The likelihood that the United States is engaging in comparable activities may explain why terms more benign than “cyberwar” have been a mainstay of U.S. characterizations of the Russian interventions. Another rationale for avoiding the language of war and its invited actions is that the United States may be unprepared to deal with anticipated levels of possible escalation. By seizing Russian compounds in the States and imposing economic sanctions, the United States has to this point, publicly at least, responded to cyberattacks with economic penalties. Rather than warehousing the label “cyberwar,” one alternatively could think of these economic responses as counterattacks with a different kind of weapon.

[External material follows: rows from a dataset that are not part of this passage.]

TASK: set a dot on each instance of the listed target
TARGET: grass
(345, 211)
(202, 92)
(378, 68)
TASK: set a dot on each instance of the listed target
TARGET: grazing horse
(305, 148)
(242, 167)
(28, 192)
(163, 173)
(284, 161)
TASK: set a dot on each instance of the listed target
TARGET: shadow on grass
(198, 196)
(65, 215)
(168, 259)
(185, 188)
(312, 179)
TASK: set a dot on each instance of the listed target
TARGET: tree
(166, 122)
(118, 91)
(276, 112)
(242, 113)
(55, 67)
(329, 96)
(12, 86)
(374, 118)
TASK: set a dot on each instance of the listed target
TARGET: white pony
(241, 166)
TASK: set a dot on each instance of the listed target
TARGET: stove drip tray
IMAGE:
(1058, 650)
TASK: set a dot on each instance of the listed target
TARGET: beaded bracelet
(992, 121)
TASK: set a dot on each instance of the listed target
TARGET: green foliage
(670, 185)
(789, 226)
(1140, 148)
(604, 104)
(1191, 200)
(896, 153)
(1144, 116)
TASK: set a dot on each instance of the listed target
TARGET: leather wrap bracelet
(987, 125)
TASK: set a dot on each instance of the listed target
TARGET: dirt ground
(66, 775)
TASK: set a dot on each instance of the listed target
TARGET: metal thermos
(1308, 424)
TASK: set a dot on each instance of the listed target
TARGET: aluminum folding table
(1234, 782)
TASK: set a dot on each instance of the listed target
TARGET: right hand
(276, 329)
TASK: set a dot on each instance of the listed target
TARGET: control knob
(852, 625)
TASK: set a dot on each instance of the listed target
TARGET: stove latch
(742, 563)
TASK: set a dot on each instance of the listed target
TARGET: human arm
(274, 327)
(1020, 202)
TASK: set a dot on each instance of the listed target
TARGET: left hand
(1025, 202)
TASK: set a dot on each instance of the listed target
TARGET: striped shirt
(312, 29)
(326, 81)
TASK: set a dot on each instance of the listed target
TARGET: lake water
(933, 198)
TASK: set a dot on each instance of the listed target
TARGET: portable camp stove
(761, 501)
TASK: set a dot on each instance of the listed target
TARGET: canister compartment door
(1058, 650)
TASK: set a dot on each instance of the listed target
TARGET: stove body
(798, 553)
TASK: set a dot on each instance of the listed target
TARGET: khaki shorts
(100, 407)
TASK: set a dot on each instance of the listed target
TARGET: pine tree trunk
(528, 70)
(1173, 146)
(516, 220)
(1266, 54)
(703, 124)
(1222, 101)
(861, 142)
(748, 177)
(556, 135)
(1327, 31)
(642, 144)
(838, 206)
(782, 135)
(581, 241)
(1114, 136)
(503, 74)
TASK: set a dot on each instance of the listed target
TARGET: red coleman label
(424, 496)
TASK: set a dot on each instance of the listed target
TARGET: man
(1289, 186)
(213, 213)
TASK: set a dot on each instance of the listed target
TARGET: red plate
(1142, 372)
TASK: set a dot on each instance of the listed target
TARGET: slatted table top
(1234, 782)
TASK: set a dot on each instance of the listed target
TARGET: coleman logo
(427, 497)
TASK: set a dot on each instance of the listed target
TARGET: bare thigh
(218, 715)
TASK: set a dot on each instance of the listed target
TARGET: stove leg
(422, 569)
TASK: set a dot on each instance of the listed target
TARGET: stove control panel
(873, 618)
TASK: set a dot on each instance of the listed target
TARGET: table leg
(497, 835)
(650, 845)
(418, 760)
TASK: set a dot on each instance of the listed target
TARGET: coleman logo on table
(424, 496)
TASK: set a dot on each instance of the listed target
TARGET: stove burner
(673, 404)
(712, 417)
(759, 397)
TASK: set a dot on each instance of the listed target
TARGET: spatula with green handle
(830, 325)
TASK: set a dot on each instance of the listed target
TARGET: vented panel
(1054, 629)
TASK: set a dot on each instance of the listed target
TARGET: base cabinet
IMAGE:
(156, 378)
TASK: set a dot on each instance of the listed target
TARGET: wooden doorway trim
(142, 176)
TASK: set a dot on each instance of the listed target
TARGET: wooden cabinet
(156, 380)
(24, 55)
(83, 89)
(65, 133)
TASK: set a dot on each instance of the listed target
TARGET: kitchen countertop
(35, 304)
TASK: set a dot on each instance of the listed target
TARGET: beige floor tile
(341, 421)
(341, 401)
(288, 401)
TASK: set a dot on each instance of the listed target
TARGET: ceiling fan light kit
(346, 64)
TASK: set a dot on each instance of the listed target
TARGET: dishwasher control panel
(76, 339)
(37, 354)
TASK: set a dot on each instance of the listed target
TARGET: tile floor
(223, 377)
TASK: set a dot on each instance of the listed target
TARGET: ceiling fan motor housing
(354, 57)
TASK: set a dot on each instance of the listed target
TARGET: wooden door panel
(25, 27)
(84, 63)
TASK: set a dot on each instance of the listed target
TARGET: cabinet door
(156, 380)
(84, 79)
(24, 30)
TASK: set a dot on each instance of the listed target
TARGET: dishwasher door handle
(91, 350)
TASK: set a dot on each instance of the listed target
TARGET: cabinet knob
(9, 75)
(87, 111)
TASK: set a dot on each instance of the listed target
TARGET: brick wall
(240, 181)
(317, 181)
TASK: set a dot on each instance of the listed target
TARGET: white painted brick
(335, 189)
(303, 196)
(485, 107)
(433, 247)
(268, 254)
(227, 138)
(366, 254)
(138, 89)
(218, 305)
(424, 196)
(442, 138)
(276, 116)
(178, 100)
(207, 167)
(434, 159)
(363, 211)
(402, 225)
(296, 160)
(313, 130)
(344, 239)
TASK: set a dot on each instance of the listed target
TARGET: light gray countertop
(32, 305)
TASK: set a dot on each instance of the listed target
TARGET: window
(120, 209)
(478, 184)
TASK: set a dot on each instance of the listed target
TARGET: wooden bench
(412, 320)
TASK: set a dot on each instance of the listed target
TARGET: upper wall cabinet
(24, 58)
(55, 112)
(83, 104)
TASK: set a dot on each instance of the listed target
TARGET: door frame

A sampling of the outward signs of the Russian cyberwar reveals its range. One hundred and twenty-six million Americans were exposed to Russian-trafficked content on Facebook. At least 1.4 million Twitter users were subjected to the wiles of Kremlin-tied trolls and bots feigning allegiance to American values while, according to an assessment by the U.S. intelligence agencies, bent on fomenting dissent among U.S. citizens and defeating one of the two major party candidates. Among those conned by cyberspies cloaked in ball caps and team jerseys was a St. Louis, Missouri, hip-hop artist who thought he was creating videos for a group allied with Black Lives Matter. Instead, his work was posted to a Russian troll site. When they endorsed content originating with @TEN_GOP, an account exposed after the election as a Russian front, household names in conservative political circles became Russian pawns as well. The electoral systems of 21 states by one count and 39 by another were hacked. In locales from Florida to Minnesota, individuals unwittingly helped the Russians organize rallies. Some of these efforts were laughably inept. Although there are no coal mines near Philadelphia, trolls attempted to organize a rally of coal miners there. Others were adroit. Two of the troll-generated Florida events were subsequently featured on the website of a Trump supporter in the Sunshine State.